O de ese momento en que uno se autoflageló al pensar que “la vida del heterosexual es menos complicada”, o que fue llevado en la adolescencia por un psicólogo homofóbico a decirse que debía aprender a vivir con un vacío permanente, como si esa presencia a veces lacerante de una falta irreparable no perteneciera a cada ser humano, y no solo a los raros como yo. 

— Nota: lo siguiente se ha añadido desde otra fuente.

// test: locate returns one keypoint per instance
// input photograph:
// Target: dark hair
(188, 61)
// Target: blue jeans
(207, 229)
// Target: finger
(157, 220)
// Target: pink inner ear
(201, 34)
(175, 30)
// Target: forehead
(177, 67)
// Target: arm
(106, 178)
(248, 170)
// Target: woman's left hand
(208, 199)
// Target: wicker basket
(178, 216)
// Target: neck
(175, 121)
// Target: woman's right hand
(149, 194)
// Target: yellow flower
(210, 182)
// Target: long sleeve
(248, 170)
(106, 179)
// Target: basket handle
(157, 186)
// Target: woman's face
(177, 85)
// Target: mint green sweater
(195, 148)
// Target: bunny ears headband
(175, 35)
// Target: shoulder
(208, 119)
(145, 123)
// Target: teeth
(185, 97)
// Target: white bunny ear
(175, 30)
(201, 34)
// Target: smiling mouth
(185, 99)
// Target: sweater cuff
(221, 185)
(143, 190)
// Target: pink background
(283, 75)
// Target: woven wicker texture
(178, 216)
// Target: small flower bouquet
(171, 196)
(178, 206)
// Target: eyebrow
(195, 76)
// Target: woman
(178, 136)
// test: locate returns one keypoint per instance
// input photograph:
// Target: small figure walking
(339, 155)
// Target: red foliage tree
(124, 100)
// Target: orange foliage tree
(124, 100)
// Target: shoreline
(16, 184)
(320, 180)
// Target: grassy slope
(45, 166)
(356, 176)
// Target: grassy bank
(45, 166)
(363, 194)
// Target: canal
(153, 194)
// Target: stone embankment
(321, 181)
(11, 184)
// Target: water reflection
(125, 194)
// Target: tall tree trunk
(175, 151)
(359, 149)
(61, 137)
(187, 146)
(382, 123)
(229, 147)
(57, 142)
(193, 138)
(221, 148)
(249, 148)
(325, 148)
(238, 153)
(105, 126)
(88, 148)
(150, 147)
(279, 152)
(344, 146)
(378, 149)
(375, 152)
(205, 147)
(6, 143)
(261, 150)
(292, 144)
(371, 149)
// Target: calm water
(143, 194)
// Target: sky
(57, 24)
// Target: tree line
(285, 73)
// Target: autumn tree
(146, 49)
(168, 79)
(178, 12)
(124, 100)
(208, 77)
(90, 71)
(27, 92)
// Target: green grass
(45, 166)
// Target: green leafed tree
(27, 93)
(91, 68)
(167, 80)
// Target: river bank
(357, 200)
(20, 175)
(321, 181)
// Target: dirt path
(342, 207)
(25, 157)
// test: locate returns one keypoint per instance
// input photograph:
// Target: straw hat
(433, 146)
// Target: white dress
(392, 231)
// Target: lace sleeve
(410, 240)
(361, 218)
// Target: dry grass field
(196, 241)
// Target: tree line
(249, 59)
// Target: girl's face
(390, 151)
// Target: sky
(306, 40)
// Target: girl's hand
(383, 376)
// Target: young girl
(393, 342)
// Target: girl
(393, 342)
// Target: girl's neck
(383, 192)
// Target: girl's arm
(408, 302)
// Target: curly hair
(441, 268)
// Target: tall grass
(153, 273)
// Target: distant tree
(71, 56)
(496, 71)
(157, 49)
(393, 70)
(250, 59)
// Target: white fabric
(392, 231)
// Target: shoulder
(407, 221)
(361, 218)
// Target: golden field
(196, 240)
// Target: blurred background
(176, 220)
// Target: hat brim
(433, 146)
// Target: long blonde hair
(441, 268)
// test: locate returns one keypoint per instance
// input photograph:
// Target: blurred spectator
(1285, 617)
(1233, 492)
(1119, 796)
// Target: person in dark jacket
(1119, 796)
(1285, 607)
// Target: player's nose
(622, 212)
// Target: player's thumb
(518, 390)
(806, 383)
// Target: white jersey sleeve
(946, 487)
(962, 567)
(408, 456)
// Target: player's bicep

Me alivió que, en La sociedad como veredicto, la inmadurez que tantas veces el saber clínico y familiar nos reprocha a las locas sea resignificada por Eribon en un territorio delicioso y de cierta manera salvífico. Ese “detrás del espejo”, empiezo ya a dilucidar, nos salva a menudo del envejecimiento mustio de la mayoría de los heterosexuales, y me parece que a través de él encontramos maneras creativas de sustraernos al dolor del veredicto social, e incluso, para muchos, lograr mantener viva la llama de la aventura sexual, hasta que el médico desconecte el mierdoso respirador.
 
O, no obstante moribundas, hagamos piruetas y bromas obscenas con las amigas en una clínica del cáncer, como Pedro Lemebel en Santiago de Chile justo en estos días del mes de enero, pero de hace ya dos años. “En la misma edad biológica, un heterosexual y un gay no tienen la misma edad social ni la misma edad psicológica”, escribe Eribon. Me encanta la hipótesis. 
 
La edad de las locas es una manera interesante de inadaptación social. Un homosexual está desplazado, escribe Eribon, en todos los sentidos de la palabra. Una capacidad de engañar al calendario de la desdicha profetizada. O de reírnos de la dignidad que nos toca asumir dentro de alguna institución egregia, como un juez supremo que desfiló con un turbante a lo Garbo en la intimidad de un cuarto de hotel, simulando peluca señorial. No en balde durante la dictadura engañábamos a la cana simulando ser artistas de varieté.
 
Nadie más listo que nosotras en el oficio de revelar el lado absurdo de las situaciones y la pedorrada de los roles. Es que por obra de la inadaptación originaria comprendemos mejor que otros la ironía inagotable de la fatalidad; un saber que nació apenas advertimos de chiquitos que no hay acontecimiento feliz que no esté habitado ya por la muerte. Que en medio de la algarabía de la mesa familiar está escondido el cadáver de un niño, el nuestro. Y que llegará el momento de desenterrarlo, porque nos acompañará siempre.
 
Lo conservamos así, a modo de fantasma recurrente, y volverá a llorar cuando nos invada la agobiadora depresión del narciso, y volverá a la vez a arrancarnos de ese lastimoso ensimismamiento, llevándonos a la busca de lo Otro. Un niño cuya función es un pharmakós: se bifurca en melancolía y joda, según sus propios tiempos. 
 
Contrariamente a lo que se convino en aceptar, no creo que las libertades o la cierta aceptación social en las que crece hoy una mariquita le evite experimentar sentimientos de humillación y de vergüenza, por más que no atraviese situaciones como las que nos tocó vivir a las mayores. El Huffingpost, hace muy poco, publicó un artículo sobre “la depresión gay”, donde, a través de algunos casos, el autor concluye que las nuevas generaciones, aunque crezcan en otro contexto sexual y social mucho más libre, o se muden a espacios donde tratan de olvidar las ataduras familiares, transportan y perpetúan en su interior el mundo social de aquellos que, dentro del colectivo, los precedieron y, por tanto, de manera clandestina, los efectos traumáticos de la dominación y la vergüenza. 
 
En los momentos más álgidos, cuando flotamos en el estanque como una Ofelia, el cadáver del niño de la melancolía y el abandono se apodera de nuevo de las muchachas en flor. Y no hay Instagram ni Grindr que sacie. En cuanto a mí, cada vez que no consigo identificar las causas de una tristeza persistente y el origen de ese sol negro que me atrapa, quito de la sepultura al niño. Lo saco a bailar y a reír. Que maduren otros, me digo; yo prefiero volar con ese ángel vuelto comedia.